With a sellout crowd of 41,007, Mets fans came out in droves to witness Citi Field's first game. And while the game's outcome left much to be desired, the inside of the Mets' new stadium had just about everything.
"Everything is beautiful here," Carlos Beltran marveled prior to the game. "It's going to be fun for us, fun for the fans.
"We just can't wait to get out there and win ballgames and bring a lot of memories to this field."
The clubhouse earned high marks from the Mets, with amenities ranging from a training room equipped with an underwater treadmill and hot tub to the players' lounge pool table and wealth of high definition televisions.

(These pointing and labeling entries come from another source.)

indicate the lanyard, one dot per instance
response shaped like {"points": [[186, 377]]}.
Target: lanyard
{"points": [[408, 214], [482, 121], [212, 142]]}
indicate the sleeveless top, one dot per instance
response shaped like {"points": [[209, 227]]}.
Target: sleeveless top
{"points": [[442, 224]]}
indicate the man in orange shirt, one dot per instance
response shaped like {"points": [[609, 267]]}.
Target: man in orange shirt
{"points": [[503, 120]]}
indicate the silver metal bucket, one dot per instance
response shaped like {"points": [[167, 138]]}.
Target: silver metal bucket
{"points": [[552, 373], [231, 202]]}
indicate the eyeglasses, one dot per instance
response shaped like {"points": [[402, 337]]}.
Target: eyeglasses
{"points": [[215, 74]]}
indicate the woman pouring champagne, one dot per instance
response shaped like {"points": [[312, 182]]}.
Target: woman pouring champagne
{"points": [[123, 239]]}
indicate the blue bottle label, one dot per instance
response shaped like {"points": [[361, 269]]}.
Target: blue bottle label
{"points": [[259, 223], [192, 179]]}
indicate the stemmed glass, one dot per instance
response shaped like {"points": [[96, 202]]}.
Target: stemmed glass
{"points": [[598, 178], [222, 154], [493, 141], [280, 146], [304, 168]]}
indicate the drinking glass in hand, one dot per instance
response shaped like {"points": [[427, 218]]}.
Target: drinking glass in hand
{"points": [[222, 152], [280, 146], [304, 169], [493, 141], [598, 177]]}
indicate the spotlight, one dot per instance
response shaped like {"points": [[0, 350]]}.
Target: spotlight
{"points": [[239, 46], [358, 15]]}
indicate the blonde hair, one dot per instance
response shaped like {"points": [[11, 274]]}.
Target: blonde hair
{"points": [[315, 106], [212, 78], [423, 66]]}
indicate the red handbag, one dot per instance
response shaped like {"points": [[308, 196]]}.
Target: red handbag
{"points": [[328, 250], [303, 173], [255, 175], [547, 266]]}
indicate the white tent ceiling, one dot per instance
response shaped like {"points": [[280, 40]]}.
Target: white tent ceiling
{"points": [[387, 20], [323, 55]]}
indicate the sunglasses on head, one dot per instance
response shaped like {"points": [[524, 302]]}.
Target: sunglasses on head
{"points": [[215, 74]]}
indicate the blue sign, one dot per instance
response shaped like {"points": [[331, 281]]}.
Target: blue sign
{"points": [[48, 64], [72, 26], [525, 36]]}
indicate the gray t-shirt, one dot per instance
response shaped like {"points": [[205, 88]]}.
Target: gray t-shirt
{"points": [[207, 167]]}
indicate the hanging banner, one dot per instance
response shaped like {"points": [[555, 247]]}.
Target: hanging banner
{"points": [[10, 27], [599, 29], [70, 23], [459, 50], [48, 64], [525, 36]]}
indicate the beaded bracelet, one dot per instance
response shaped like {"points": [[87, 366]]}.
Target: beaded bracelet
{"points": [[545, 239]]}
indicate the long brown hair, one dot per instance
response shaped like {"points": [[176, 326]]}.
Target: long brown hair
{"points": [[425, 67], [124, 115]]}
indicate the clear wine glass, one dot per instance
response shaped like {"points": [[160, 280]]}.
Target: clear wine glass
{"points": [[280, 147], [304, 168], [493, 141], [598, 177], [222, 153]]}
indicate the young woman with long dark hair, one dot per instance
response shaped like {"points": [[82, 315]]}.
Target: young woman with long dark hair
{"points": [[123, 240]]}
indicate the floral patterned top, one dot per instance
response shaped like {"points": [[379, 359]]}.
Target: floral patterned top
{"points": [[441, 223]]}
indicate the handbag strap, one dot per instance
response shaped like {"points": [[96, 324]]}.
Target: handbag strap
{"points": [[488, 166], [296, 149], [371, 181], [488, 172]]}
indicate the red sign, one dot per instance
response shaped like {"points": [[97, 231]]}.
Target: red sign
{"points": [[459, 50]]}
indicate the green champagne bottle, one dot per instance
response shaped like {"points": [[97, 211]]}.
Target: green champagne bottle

"Just to know that this is your home, it's always wonderful to come to a nice place instead of old stadiums," Gary Sheffield said.
A 22-year veteran of the league, Sheffield put Citi Field in his "top three" ballparks, and half-kidded that the state-of-the-art facility meant "guys don't really have any excuses anymore."
Instead, the Mets are hoping their fans will pardon Monday night's loss and look forward to creating winning memories at Citi Field.
"It just is a bummer," outfielder Ryan Church said. "Everybody, packed house. Opened up a brand new stadium. Being a part of something, you know, history. We [would have] loved to get a 'W.' But we'll be back on Wednesday."
And the Mets hope their state-of-the-art stadium will continue to showcase -- and cater to -- a distinct home-field advantage. In addition to the odd nuances in the outfield, Citi Field's seats are closer to the action and put fans literally in the game.
"That's why we play -- it's for the fans," reliever Brian Stokes said. "And [to] try to get them involved as much as they can. For them to be closer to the game and see exactly what's going on, I think it's going to be great. It's going to be nice and intimate and I think they will be into it."
Reliever Pedro Feliciano agreed.
"Forty-thousand plus [crowd]? That's a good deal," he said. "I hope they come back to support us on Wednesday."